Grazie allo sforzo autonomo di alcuni giovani professionisti Italiani, questo luogo/non-luogo della Rete vuole proporsi come spazio di scambio e di studio, quasi come un comitato promotore permanente, dove possano trovare ascolto tutti i suggerimenti e i consigli di altri giovani amici che abbiano a cuore il futuro del proprio Paese.
L’elemento che accomuna coloro che scrivono su queste pagine con coloro che le leggono è il pensiero che una Banca per il Sud sia un tema che vada dibattuto e approfondito ulteriormente, studiando ciò che è stato fatto gli anni addietro e ciò che ci si propone di fare oggi.
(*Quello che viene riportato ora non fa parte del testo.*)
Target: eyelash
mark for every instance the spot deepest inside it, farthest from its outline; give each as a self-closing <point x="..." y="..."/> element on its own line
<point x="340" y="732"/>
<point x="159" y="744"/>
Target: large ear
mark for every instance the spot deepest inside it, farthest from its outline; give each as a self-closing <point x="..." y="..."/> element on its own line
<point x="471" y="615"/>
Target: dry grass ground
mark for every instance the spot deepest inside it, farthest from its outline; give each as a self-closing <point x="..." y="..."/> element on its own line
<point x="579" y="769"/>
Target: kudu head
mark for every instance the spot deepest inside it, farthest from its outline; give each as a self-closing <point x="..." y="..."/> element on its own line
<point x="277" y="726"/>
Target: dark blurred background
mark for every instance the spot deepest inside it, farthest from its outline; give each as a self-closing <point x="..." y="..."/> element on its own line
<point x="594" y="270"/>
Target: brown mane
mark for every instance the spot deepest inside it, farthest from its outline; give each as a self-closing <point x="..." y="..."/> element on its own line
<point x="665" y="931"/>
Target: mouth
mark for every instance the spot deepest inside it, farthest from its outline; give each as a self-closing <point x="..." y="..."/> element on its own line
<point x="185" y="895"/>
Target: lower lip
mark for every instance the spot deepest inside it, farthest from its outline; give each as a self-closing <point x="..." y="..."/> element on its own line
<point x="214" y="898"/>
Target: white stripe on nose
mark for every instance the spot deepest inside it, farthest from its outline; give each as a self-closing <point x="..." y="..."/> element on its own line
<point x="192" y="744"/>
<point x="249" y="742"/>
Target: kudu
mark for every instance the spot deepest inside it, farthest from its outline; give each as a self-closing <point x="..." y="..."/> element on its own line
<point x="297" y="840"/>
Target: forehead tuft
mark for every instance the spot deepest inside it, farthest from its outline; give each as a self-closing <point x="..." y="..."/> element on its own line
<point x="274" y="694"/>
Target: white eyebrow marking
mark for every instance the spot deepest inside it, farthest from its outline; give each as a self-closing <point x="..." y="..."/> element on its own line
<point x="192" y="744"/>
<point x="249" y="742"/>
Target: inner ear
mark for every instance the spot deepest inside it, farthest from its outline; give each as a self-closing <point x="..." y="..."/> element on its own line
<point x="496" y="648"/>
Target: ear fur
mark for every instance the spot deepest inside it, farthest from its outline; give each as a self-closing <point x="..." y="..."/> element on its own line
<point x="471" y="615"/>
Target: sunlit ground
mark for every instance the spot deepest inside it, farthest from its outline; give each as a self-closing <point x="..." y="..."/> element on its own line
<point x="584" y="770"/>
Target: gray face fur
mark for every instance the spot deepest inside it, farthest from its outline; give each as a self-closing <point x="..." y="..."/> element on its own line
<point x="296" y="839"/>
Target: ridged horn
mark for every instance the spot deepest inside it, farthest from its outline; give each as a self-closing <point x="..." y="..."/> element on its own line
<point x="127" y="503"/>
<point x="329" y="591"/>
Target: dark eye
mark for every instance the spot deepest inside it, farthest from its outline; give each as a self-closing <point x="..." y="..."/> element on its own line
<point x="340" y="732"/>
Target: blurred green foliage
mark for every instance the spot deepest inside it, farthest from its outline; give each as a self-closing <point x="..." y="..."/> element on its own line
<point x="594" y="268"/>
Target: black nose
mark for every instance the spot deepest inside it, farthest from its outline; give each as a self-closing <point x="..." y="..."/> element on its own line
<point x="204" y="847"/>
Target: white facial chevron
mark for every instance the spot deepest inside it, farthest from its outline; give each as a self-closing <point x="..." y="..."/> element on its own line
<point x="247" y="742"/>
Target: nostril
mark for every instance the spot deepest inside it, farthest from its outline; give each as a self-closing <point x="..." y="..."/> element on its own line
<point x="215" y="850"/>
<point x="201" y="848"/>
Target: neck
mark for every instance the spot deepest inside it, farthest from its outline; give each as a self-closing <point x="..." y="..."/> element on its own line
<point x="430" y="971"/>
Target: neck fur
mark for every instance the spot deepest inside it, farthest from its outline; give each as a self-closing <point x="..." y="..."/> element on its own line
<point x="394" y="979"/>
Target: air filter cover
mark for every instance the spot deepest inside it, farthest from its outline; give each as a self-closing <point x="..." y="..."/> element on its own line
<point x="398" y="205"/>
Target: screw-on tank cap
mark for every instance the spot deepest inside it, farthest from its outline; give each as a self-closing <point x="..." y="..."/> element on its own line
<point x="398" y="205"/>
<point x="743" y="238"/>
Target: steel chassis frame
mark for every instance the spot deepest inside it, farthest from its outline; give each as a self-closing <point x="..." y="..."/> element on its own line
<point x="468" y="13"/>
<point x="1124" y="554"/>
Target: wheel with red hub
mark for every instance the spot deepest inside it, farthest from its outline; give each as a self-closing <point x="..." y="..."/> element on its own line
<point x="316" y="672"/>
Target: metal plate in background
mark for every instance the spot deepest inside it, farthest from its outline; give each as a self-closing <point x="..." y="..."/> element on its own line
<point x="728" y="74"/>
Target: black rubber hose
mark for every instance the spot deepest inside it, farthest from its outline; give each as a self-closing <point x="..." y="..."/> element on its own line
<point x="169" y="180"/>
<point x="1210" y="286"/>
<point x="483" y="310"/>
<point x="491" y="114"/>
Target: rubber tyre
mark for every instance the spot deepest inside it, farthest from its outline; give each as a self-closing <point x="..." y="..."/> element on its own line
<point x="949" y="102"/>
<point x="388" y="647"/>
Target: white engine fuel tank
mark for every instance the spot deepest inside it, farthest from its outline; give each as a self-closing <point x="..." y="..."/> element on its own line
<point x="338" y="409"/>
Il passato, infatti, può essere sempre d’esempio e rappresentare un monito per il futuro. Il presente lo vogliamo costruire noi, che crediamo – forse ingenuamente – in un’etica fatta di valori antichi e di rispetto per il nostro Paese e per tutte le sue istituzioni, a prescindere da chi le presiede di volta in volta.
Che la Banca per il Sud possa diventare quindi un laboratorio di idee (prima) e una grande iniziativa imprenditoriale (dopo) a sostegno delle meravigliose regioni meridionali della nostra penisola, tanto invidiate all’estero e dalle immense potenzialità per il futuro.
Viva l’Italia!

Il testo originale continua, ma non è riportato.